The following section outlines how to make privacy requests for the Data Lake using the Privacy Service UI or API.

Using the UI

When creating job requests in the UI, be sure to select AEP Data Lake and/or Profile under Products in order to process jobs for data stored in the Data Lake or Real-time Customer Profile, respectively.

Using the API

When creating job requests in the API, any userIDs that are provided must use a specific namespace and type depending on the data store they apply to. IDs for the Data Lake must use "unregistered" for their type value, and a namespace value that matches one the privacy labels that have been added to applicable datasets.
In addition, the include array of the request payload must include the product values for the different data stores the request is being made to.
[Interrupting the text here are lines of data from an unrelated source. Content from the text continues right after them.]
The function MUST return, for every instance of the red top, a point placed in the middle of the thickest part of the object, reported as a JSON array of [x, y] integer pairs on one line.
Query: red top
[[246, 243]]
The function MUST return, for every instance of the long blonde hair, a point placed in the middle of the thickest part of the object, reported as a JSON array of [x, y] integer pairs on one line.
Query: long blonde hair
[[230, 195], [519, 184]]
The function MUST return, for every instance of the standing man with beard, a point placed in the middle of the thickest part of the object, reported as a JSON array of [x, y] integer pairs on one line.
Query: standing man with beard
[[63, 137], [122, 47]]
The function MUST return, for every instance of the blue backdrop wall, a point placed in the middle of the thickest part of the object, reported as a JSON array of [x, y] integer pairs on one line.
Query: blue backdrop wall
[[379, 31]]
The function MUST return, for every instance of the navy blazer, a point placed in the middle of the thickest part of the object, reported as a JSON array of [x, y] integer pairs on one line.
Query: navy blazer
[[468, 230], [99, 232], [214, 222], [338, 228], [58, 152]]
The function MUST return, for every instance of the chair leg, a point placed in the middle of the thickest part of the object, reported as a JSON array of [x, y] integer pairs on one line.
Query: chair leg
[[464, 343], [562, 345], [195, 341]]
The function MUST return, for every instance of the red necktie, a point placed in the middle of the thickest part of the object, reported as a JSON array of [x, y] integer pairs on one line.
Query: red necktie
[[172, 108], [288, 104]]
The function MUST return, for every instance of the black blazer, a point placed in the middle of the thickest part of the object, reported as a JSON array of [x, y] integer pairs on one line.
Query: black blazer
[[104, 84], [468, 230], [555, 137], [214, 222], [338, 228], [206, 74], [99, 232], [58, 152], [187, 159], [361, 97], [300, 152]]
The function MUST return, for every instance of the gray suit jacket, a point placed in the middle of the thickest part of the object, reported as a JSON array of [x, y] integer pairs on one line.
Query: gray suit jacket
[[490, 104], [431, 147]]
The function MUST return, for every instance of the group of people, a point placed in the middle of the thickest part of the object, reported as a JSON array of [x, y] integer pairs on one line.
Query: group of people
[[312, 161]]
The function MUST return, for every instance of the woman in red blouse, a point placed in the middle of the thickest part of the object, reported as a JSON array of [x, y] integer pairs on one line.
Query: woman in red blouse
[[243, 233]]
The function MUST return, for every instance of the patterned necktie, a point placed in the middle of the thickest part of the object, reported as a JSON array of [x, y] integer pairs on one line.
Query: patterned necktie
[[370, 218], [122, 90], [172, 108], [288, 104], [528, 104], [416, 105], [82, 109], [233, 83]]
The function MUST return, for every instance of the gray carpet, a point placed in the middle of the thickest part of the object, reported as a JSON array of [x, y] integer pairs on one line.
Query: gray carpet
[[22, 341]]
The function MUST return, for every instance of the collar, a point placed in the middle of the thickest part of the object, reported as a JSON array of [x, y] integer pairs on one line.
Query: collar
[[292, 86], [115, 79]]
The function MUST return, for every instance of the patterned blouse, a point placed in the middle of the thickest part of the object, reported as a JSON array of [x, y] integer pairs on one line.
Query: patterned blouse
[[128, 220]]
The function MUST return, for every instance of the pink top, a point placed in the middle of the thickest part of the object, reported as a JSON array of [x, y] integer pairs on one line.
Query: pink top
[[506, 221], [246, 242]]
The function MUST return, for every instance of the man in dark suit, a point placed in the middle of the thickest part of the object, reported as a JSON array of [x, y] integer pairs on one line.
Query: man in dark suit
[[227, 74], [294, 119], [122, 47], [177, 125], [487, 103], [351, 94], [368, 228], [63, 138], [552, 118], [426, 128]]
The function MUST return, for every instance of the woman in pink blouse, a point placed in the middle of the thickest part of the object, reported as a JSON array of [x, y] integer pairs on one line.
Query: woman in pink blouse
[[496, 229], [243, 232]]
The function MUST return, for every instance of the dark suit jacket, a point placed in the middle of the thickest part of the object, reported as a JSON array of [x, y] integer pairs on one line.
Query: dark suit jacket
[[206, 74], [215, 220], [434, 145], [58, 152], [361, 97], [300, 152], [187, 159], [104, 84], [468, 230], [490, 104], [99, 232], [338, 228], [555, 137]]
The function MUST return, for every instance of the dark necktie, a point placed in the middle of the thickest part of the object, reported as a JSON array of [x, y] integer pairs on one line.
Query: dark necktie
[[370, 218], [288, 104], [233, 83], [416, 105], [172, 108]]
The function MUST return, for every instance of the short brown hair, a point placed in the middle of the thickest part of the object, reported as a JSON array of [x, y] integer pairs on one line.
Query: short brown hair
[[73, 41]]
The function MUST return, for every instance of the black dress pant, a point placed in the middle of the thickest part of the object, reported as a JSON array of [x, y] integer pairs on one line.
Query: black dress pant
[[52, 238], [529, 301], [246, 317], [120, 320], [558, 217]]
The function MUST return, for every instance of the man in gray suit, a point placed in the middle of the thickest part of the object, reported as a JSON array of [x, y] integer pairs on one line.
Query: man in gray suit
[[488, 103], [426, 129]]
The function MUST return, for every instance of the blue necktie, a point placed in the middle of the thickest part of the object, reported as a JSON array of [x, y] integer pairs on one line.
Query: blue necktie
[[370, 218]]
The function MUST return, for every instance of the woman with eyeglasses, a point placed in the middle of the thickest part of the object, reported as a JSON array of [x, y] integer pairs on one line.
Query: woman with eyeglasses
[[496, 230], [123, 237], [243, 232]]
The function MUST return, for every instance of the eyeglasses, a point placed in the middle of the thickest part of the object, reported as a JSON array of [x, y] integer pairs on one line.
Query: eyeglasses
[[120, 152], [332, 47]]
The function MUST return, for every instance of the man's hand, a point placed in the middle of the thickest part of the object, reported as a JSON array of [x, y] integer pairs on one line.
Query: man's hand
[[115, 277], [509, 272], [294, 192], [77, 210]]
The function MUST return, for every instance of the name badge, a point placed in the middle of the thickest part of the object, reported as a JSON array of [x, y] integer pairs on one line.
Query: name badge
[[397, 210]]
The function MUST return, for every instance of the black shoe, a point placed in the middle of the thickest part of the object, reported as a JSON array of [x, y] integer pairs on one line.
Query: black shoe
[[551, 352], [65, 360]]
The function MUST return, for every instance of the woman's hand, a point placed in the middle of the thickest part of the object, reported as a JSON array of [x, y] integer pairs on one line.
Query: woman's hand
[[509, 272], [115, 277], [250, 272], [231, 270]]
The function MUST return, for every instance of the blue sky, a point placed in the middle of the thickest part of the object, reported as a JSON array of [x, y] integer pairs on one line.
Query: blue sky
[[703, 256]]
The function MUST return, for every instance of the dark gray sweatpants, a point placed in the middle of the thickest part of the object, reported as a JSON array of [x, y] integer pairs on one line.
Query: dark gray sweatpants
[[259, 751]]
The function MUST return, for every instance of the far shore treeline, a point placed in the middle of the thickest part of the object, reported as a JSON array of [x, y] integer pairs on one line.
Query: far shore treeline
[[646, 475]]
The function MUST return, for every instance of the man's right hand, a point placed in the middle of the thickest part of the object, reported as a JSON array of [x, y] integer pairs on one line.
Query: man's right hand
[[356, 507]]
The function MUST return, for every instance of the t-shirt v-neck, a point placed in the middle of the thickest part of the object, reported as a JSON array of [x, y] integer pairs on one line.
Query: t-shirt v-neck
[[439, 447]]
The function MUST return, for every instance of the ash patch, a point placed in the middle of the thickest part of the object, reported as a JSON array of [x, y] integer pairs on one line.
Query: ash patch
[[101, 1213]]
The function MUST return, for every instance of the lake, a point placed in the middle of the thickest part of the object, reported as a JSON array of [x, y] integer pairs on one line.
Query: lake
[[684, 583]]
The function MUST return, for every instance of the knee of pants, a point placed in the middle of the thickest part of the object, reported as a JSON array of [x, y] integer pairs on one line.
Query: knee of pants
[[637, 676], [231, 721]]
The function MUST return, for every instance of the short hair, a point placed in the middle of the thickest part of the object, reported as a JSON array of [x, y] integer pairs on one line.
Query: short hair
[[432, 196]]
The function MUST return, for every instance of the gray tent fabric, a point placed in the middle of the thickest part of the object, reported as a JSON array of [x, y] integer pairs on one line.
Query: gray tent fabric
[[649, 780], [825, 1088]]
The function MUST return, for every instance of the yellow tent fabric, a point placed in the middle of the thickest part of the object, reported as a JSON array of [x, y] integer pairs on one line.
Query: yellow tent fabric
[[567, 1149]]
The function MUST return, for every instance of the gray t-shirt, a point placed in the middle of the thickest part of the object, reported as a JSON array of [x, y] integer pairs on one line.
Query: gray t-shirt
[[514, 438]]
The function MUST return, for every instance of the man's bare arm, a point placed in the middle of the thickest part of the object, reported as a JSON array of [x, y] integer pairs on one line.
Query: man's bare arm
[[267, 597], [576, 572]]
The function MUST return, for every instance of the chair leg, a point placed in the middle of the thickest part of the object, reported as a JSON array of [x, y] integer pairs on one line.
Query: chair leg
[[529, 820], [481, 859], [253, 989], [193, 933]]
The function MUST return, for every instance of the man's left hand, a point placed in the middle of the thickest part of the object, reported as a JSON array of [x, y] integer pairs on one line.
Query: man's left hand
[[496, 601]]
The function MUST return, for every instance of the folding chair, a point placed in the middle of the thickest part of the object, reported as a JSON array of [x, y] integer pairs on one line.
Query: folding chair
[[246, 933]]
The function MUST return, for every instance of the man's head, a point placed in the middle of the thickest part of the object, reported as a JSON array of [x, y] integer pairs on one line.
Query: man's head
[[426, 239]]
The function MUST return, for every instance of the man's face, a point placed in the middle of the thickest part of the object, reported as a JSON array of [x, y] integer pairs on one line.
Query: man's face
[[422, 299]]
When making requests to the Data Lake, the array must include the value aepDataLake .
The following request creates a new privacy job for the Data Lake, using the unregistered "email_label" namespace. It also includes the product value for the Data Lake in the include array:
curl -X POST \
  https://platform.adobe.io/data/core/privacy/jobs \
  -H 'Authorization: Bearer {ACCESS_TOKEN}' \
  -H 'Content-Type: application/json' \
  -H 'x-api-key: {API_KEY}' \
  -H 'x-gw-ims-org-id: {IMS_ORG}' \
  -d '{
    "companyContexts": [
      {
        "namespace": "imsOrgID",
        "value": "{IMS_ORG}"
      }
    ],
    "users": [
      {
        "key": "user12345",
        "action": ["access","delete"],
        "userIDs": [
          {
            "namespace": "email_label",
            "value": "ajones@acme.com",
            "type": "unregistered"
          },
          {
            "namespace": "email_label",
            "value": "jdoe@example.com",
            "type": "unregistered"
          }
        ]
      }
    ],
    "include": ["aepDataLake"],
    "expandIds": false,
    "priority": "normal",
    "regulation": "ccpa"
}'

Delete request processing

When Experience Platform receives a delete request from Privacy Service, Platform sends confirmation to Privacy Service that the request has been received and affected data has been marked for deletion. The records are then removed from the Data Lake within seven days. During that seven-day window, the data is soft-deleted and is therefore not accessible by any Platform service.
In future releases, Platform will send confirmation to Privacy Service after data has been physically deleted.

Next steps

By reading this document, you have been introduced to the important concepts involved with processing privacy requests for the Data Lake. It is recommended that you continue reading the documentation provided throughout this guide in order to deepen your understanding of how to manage identity data and create privacy jobs.
See the document on privacy request processing for Real-time Customer Profile for steps on processing privacy requests for the Profile store.

Appendix

The following section contains additional information for processing privacy requests in the Data Lake.

Labeling nested map-type fields

It is important to note that there are two kinds of nested map-type fields that do not support privacy labeling:
  • A map-type field within an array-type field
  • A map-type field within another map-type field
Privacy job processing for either of the two examples above will eventually fail. For this reason, it is recommended that you avoid using nested map-type fields to store private customer data. Relevant consumer IDs should be stored as a non-map datatype within the identityMap field (itself a map-type field) for record-based datasets, or the endUserID field for time-series-based datasets.